Audience facilities

The needs of a wide range of building users should be considered when designing audience and spectator facilities.

Audience and spectator facilities should provide a good acoustic and visual environment which is comfortable and convenient for everyone.

All building users will need to identify their allocated seats. This can be difficult when the lights are low.

People with hearing impairment need to be able to see interpreters and speakers easily in order to gather information from sign language and lip reading. This means good lighting and coordination of reserved seating and stage layouts.

People with mobility difficulties, assistance dogs, mobility aids, of large stature or who are pregnant may require more space than traditional seating arrangements will allow.

Wheelchair users will not want to be restricted to one location at a venue but have access to a variety of vantage points. These spaces should be paired with conventional seating to allow for a companion to join them.

Some wheelchairs may have high headrests which could interfere with the sightlines of those seated behind.

Some building users may need support when accessing steeply raked venues.

Where access to the stage is anticipated, facilities to achieve this for people with impairment is provided.

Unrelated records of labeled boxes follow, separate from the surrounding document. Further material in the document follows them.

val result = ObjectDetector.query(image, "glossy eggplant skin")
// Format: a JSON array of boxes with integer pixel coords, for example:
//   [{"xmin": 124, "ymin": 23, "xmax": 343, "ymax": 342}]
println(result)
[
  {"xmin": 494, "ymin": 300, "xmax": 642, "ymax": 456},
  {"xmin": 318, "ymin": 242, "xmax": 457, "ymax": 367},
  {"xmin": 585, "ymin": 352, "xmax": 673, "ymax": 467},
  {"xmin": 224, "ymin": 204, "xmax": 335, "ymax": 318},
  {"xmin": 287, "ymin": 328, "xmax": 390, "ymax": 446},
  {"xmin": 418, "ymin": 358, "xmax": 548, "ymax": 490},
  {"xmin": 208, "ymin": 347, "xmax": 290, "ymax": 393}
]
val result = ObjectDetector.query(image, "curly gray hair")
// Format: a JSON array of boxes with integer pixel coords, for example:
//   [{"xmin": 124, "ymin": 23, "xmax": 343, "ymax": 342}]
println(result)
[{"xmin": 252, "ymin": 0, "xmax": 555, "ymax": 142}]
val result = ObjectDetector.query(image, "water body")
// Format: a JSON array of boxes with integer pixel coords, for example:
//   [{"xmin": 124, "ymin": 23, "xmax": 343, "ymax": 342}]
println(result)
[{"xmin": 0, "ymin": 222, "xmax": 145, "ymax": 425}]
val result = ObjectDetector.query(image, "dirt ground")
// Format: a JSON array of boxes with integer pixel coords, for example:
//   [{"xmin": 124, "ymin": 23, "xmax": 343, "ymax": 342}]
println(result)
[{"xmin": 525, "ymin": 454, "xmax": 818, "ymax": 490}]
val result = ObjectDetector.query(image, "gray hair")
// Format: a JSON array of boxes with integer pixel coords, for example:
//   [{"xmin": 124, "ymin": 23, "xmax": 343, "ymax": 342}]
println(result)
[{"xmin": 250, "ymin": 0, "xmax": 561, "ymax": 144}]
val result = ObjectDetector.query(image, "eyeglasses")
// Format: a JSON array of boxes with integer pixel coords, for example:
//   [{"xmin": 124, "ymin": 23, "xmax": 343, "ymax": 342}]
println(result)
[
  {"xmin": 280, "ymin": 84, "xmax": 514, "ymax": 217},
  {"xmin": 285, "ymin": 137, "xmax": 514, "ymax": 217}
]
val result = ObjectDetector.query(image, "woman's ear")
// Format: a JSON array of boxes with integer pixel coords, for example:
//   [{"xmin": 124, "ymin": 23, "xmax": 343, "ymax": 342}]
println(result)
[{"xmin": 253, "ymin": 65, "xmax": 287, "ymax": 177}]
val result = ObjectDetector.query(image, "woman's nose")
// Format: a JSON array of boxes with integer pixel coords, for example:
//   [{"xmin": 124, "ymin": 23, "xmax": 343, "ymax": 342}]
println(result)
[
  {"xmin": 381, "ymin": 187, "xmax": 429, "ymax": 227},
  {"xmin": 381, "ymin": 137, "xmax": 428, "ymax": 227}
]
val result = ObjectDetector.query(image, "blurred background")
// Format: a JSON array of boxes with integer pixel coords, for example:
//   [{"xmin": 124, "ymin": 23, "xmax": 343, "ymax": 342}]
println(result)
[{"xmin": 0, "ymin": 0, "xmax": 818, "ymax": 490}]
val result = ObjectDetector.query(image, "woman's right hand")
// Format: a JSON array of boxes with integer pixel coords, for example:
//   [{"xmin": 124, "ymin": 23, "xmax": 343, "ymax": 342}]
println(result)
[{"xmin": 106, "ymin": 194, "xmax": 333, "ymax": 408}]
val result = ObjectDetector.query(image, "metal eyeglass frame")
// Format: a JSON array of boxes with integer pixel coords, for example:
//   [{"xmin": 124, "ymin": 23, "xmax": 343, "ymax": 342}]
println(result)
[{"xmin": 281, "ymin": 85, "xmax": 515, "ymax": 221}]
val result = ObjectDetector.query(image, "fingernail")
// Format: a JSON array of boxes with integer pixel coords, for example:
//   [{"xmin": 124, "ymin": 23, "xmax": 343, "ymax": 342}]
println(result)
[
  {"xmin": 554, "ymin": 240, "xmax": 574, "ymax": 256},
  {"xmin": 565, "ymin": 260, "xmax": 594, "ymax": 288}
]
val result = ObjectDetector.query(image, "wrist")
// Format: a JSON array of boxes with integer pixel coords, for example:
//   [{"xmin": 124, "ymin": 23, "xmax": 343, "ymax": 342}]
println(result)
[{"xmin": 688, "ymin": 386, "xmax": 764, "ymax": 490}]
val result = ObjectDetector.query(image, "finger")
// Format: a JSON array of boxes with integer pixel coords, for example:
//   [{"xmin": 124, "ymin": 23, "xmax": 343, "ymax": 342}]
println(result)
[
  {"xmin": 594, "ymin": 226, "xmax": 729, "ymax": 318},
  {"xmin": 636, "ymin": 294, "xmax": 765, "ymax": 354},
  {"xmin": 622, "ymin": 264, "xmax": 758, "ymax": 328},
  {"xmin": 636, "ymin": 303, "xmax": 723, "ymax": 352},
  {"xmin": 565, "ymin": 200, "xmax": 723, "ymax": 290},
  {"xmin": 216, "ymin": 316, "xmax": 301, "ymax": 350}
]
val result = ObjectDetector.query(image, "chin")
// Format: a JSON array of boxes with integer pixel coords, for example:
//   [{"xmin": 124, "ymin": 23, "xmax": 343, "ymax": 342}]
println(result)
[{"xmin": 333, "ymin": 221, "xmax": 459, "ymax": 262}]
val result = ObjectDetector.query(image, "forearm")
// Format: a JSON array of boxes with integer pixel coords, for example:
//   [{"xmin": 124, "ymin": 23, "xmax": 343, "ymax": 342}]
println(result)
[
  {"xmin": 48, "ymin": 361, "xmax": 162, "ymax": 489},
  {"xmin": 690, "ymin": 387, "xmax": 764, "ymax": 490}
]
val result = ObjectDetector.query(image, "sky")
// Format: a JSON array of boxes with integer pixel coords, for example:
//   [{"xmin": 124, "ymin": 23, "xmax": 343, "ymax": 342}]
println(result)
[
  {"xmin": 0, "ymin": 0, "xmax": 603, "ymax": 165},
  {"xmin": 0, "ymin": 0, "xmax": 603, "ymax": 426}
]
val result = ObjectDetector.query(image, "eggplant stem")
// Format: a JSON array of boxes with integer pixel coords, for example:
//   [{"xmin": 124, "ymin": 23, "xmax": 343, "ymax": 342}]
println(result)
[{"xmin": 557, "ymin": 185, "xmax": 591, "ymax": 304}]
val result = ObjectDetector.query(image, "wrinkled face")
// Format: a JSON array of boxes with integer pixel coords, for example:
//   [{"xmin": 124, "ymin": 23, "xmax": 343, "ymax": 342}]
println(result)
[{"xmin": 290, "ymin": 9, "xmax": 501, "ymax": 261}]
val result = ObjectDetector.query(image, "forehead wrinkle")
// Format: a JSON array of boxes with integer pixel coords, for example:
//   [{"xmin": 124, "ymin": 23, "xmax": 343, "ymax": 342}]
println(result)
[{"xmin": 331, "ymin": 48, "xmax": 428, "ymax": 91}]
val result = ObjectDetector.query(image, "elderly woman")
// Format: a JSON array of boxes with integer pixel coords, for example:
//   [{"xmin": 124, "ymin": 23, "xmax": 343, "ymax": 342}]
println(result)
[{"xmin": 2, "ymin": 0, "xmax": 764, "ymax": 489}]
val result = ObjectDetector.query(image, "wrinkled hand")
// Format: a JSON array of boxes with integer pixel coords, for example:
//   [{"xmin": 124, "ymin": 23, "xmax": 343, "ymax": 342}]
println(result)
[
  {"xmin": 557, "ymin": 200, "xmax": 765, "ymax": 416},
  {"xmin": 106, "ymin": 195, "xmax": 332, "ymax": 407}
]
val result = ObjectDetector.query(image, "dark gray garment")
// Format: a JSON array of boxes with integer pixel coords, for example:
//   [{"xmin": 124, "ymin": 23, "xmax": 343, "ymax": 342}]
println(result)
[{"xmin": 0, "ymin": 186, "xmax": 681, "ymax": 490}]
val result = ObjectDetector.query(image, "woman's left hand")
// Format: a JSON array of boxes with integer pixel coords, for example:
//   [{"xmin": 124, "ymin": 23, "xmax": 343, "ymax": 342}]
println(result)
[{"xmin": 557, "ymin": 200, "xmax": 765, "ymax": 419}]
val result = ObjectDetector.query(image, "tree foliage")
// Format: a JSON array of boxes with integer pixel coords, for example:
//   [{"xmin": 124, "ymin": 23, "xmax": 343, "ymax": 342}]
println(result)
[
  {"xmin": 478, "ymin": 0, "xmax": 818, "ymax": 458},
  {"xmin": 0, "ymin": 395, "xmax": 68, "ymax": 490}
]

Those using accessible spaces should be able to make the same use of all the building's facilities as everyone else.

Design considerations

  • Ensure row and seat numbers are clearly visible when the lights are low.
  • Ensure seating is aligned, and not staggered, in tiered auditoriums so those who are blind or have low vision can safely navigate the steps.
  • Ensure good sightlines and lighting is provided and designated seat positions identified for people to see interpreters and speakers.
  • Consider the provision of some seating with additional space and easy accessibility from principally step free routes.
  • Ensure convenient storage space is available for wheelchairs and buggies. 
  • Locate wheelchair spaces (all accessed from step-free routes) around the venue and next to conventional seating. 
  • Ensure suitable loose chairs are available to fill empty wheelchair spaces.
  • Consider the location of wheelchair spaces in case high headrests screen the sightlines of those behind. 
  • Where the rake of seating areas is steep, provide hand holds, handrails and staff assistance.
  • Where access is anticipated from the audience seating to the stage, provide suitable steps and a convenient ramp (or a stage lift, suitably screened).
  • Ensure routes to and from accessible spaces within the audience link conveniently with toilet locations and all other available facilities. 
  • Furniture, fittings and finishings should contrast, and flooring surfaces should not be highly patterned or visually complex.

Building Code requirement

Building Code clause D1 Access routes:

D1.3.1 Access routes shall enable people to: (c) move into spaces within buildings by such means as corridors, doors, stairs, ramps and lifts

D1.3.2 At least one access route shall have features to enable people with disabilities to: (c) have access to and within those spaces where they may be expected to work or visit, or which contain facilities.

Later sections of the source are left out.